Today started out as the most trying day ever at Staples. I had three blatantly rude and incredibly aggressive customers in a row. I tried to hide from them; they hounded me; they complained to managers; the managers sympathized with me. One note to those people out there who feel that shouting abuse at a minimum wage salesperson with no commission will get you faster/better service: you may want to re-examine your reasoning. Luckily, all the ugliness ended by about one. Today is the first day when many West Vancouver private schools are open, so it was a never ending parade of ties and pleated skirts this afternoon. It was a spectacle that I observed in a purely journalistic context, as your faithful blogging correspondent.
This morning, I also discovered that GMail had cruelly concealed an absolutely vital message at the bottom of a neglected ‘conversation.’ My increasingly desperate plea to know what kind of financial documentation Wadham College wanted was answered on Friday. Today, I duly sent them promises of C$87,600 and a healthy kidney – if required. Anyone who has spoken with me lately will know how much anxiety the outstanding issue of my application status had been causing. Not being able to compile and send the message until I got home at eight was very trying, even though I know they won’t be up and reading emails over there until at least midnight tonight.
The next two pieces of excitement relate to my walk home. Firstly, I walked while speaking with Viktoria – who I’ve been without the conversation of for far too long. Since last we spoke, she has left her old job as a provincial bureaucrat and taken up a new one organizing conferences and things for U of T. Amusingly, Tristan will almost certainly end up going to several of the events she coordinates. Since I spoke with her last, her mother also got married – during the Labour Day weekend. While I’ve never actually met anyone from her family, it was good to hear her happy and excited about the whole matter.
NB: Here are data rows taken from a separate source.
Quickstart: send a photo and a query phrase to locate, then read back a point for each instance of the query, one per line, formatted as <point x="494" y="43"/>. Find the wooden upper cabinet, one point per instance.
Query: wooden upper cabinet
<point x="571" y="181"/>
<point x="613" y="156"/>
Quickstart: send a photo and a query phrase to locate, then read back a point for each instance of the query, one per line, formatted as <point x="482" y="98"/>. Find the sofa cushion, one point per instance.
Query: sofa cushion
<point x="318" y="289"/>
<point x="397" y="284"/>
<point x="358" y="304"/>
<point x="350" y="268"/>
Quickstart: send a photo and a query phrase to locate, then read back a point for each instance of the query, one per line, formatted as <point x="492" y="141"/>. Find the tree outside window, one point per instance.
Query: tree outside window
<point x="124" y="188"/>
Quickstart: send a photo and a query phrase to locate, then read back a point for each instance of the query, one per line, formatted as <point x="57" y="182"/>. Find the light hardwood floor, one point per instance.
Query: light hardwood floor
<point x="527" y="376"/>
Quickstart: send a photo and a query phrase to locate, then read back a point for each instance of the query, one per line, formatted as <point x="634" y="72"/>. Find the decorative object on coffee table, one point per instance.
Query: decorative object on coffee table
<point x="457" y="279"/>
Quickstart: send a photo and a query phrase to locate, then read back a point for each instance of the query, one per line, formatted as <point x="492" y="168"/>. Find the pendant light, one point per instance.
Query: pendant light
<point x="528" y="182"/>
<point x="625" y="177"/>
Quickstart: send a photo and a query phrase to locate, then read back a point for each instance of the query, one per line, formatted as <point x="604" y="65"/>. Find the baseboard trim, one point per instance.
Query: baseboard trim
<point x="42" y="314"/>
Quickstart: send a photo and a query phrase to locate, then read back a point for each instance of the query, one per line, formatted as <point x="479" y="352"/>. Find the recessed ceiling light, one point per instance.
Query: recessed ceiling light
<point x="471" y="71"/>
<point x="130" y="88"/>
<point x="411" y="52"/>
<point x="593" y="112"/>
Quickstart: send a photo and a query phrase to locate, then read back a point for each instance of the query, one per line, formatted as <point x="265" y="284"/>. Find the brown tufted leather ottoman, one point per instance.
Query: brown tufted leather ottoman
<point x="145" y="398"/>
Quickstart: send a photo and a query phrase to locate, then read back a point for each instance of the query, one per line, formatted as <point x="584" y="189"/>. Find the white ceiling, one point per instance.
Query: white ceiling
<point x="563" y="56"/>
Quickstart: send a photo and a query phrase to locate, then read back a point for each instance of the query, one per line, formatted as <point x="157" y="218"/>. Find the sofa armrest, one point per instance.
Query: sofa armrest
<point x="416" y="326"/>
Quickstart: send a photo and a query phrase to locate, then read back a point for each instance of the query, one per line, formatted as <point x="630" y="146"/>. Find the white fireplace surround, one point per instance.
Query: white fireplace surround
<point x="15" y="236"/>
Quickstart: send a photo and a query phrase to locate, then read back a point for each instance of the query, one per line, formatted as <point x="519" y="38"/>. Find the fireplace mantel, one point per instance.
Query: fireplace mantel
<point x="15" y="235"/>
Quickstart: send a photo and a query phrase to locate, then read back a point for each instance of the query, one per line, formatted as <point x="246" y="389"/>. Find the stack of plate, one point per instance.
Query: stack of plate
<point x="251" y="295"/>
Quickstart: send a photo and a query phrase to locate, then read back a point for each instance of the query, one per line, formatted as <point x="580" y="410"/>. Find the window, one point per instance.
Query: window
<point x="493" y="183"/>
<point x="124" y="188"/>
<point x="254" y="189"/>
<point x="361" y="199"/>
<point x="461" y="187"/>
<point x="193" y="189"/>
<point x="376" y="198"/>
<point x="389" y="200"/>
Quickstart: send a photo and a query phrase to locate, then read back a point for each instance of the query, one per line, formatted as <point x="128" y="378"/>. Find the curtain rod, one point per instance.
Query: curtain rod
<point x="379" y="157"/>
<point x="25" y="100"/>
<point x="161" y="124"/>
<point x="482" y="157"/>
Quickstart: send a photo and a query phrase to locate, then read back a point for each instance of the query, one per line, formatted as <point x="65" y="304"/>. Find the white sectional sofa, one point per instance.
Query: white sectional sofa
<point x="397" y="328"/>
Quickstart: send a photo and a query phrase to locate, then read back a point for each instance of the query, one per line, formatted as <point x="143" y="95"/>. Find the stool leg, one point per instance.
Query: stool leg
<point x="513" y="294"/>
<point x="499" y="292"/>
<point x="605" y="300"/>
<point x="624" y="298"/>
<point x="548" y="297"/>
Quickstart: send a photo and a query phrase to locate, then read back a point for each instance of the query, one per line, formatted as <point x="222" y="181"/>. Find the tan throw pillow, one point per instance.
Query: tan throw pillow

Also during that walk, I noticed that the Capilano Road Staples had a Canon A510 going for $229, due to an old sign still being up. Hearing Tristan praise the device yesterday as the best camera he has owned (and this is a Nikon user talking, mind you) definitely sealed the deal in my mind. Since I was resigned to buying one anyway, getting one for $50 less than I expected was an obvious choice. It is equipped with a 512MB card now, and I will purchase a case for the thing when I see an appropriate one. It’s nothing beside Nick Sayeg‘s uber-fancy new Digital Rebel, but it will allow me to photoblog from Oxford. I am planning to put up a photo or so per day for the first while I am there, to introduce whoever cares to see to the city, even as I am discovering it for myself. A very fine piece of equipment: my EOS Elan 7N will definitely also be coming along, for those film-photography type moments.
During my lunch break today, I made the move official: I shifted my subscription to The Economist to: care of Wadham College, Oxford. Sarah Pemberton tells me that such messages will find their way to a graduate student pigeon hole for me.
PS. No word in a long while for Kate or Linnea. I suppose they are very busy or sans internet right now.